La production d’énergie renouvelable constitue, depuis plusieurs années, un domaine d’intervention majeur et stratégique pour l’ensemble des acteurs locaux impliqués dans la transition énergétique. En apportant leur soutien aux projets de production d’énergies renouvelable déployés sur leur territoire, que ce soit par le biais de mises à disposition foncières, par un soutien financier ou capitalistique, voire en étant à l’initiative de tels projets, les collectivités et leurs groupements marquent leur engagement fort en faveur des énergies renouvelables et participent à l’autonomie énergétique du territoire. Ils contribuent également par la même occasion à l’atteinte des objectifs de décarbonation de la production énergétique fixés par le législateur.

Or, dans le contexte actuel de forte incitation des personnes publiques à investir le secteur des énergies renouvelables, la question du fondement juridique de leur intervention n’est toujours pas clairement réglée, générant de nombreuses interrogations des acteurs locaux et une incertitude juridique particulièrement inopportune.
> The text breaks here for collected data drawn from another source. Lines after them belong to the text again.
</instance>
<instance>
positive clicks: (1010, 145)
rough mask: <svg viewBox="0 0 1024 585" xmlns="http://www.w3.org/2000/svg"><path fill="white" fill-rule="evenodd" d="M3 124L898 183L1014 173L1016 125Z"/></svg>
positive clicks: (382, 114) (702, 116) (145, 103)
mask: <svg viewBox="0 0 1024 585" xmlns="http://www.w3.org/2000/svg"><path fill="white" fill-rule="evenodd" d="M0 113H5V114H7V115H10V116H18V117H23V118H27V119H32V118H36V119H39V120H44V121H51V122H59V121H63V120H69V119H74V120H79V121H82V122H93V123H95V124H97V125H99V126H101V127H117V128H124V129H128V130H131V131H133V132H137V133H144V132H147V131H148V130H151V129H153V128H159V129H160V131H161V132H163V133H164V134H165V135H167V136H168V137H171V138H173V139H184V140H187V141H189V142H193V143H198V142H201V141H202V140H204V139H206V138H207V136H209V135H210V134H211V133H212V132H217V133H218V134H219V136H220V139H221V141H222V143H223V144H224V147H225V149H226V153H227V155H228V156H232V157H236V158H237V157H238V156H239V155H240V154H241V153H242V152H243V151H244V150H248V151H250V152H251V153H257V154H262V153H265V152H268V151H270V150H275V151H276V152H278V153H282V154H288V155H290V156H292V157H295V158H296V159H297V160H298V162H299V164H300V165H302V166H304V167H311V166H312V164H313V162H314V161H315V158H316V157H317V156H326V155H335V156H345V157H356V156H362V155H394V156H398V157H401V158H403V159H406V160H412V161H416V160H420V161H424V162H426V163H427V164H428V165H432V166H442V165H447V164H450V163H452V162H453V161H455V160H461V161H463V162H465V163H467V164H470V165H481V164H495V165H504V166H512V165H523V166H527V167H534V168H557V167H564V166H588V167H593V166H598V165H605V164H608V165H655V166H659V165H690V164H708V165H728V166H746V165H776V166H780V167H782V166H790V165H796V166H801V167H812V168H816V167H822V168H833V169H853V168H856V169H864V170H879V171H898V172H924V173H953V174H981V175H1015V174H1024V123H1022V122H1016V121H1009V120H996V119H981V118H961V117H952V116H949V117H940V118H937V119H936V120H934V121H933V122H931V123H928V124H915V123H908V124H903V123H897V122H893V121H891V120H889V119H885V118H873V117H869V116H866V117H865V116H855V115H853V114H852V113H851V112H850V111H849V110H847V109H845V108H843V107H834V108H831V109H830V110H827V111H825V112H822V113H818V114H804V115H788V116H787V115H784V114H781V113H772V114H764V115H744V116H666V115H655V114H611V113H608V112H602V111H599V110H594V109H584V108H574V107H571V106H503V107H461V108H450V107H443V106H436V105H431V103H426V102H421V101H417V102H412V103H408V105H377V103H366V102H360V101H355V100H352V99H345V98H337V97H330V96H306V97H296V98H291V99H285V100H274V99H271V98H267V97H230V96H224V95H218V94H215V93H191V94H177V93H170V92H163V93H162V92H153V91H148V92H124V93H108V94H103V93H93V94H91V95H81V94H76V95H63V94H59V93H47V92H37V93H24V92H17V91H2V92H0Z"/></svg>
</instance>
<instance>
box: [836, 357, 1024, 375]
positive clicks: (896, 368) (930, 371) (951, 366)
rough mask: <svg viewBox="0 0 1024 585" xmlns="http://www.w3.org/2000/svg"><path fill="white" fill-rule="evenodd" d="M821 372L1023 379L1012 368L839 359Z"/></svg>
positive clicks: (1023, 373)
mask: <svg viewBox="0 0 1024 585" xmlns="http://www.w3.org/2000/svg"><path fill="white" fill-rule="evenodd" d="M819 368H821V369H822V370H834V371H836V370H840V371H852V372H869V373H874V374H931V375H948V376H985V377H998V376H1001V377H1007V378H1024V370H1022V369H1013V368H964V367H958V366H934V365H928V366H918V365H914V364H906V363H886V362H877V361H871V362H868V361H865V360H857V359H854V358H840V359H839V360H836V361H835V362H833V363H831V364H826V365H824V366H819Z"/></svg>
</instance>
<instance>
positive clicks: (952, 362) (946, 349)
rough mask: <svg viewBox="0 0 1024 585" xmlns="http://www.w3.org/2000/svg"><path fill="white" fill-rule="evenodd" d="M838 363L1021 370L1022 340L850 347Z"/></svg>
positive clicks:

En effet, des prises de position récentes de l’Etat et du juge administratif mettent en lumière l’inadaptation du cadre juridique actuel (à tout le moins tel qu’il est interprété par ces derniers) à l’intervention des collectivités territoriales et de leurs groupements en matière de production d’énergie renouvelable.

Le présent focus est ainsi l’occasion de rappeler les termes du débat (I), de faire état des réponses ministérielles et des décisions juridictionnelles rendues en la matière et retenant une approche regrettablement restrictive de l’intervention locale (II), avant de présenter les arguments qui selon nous conduisent à remettre en cause leur pertinence (III).
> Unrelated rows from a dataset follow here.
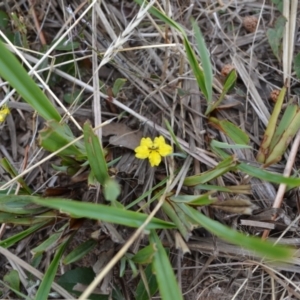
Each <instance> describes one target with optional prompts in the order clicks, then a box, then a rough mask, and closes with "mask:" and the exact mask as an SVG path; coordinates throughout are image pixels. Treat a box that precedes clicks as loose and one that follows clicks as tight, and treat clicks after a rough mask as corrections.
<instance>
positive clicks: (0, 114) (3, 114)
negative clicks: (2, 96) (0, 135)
mask: <svg viewBox="0 0 300 300" xmlns="http://www.w3.org/2000/svg"><path fill="white" fill-rule="evenodd" d="M9 113H10V110H9V108H8V107H7V105H5V104H4V105H3V107H2V108H1V109H0V123H3V122H4V121H5V119H6V117H7V115H8V114H9Z"/></svg>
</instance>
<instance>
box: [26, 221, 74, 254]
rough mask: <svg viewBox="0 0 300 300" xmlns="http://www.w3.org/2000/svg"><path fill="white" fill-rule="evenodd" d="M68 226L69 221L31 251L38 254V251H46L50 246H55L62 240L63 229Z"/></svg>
mask: <svg viewBox="0 0 300 300" xmlns="http://www.w3.org/2000/svg"><path fill="white" fill-rule="evenodd" d="M67 226H68V223H67V224H65V225H64V226H62V228H60V229H59V230H58V232H56V233H53V234H51V235H50V236H49V238H47V239H46V240H44V241H43V242H42V243H41V244H40V245H38V246H37V247H35V248H33V249H31V251H30V252H31V253H32V254H33V255H36V254H37V253H41V252H44V251H47V249H48V248H50V247H53V246H55V245H56V244H57V242H58V241H59V240H60V238H61V236H62V234H63V230H64V229H65V228H66V227H67Z"/></svg>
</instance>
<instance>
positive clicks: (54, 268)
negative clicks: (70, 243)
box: [35, 239, 69, 300]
I. Les termes du débat et les questionnements générés par le statut de la production d’énergie renouvelable

En matière de production d’énergie renouvelable, il existe un débat, non encore définitivement tranché, sur le point de savoir :

  • si cette activité constitue une véritable compétence soumise aux principes de spécialité et d’exclusivité en vertu desquels :
    • d’une part, une personne publique ne peut intervenir que dans les domaines que lui confient le législateur ou ses statuts constitutifs (principe de spécialité, CE avis du 7 juillet 1994, EDCE 1994, n° 46, p.409 ; CE 23 octobre 1985, Commune de Blaye les Mines, Rec. p. 297) ;
    • et d’autre part, une personne publique ayant transféré sa compétence est dessaisie de toute possibilité d’intervention financière ou opérationnelle dans le champ de la compétence transférée (CE, 16 octobre 1970, Commune de Saint Vallier, n° 71536 ; CE 14 janvier 1998, Communauté urbaine de Cherbourg, n° 161661).
  • au-delà de ces règles générales, s’il faut y voir une compétence particulière, par principe partagée entre plusieurs niveaux de collectivités territoriales, et dans l’affirmative entre quels niveaux ;
  • voire même, si un transfert de compétence est véritablement nécessaire pour habiliter un Etablissement Public de Coopération Intercommunale (EPCI) ou un syndicat mixte à intervenir en matière de production d’énergie renouvelable ou si le législateur doit être regardé comme ayant habilité tous les échelons à intervenir concurremment.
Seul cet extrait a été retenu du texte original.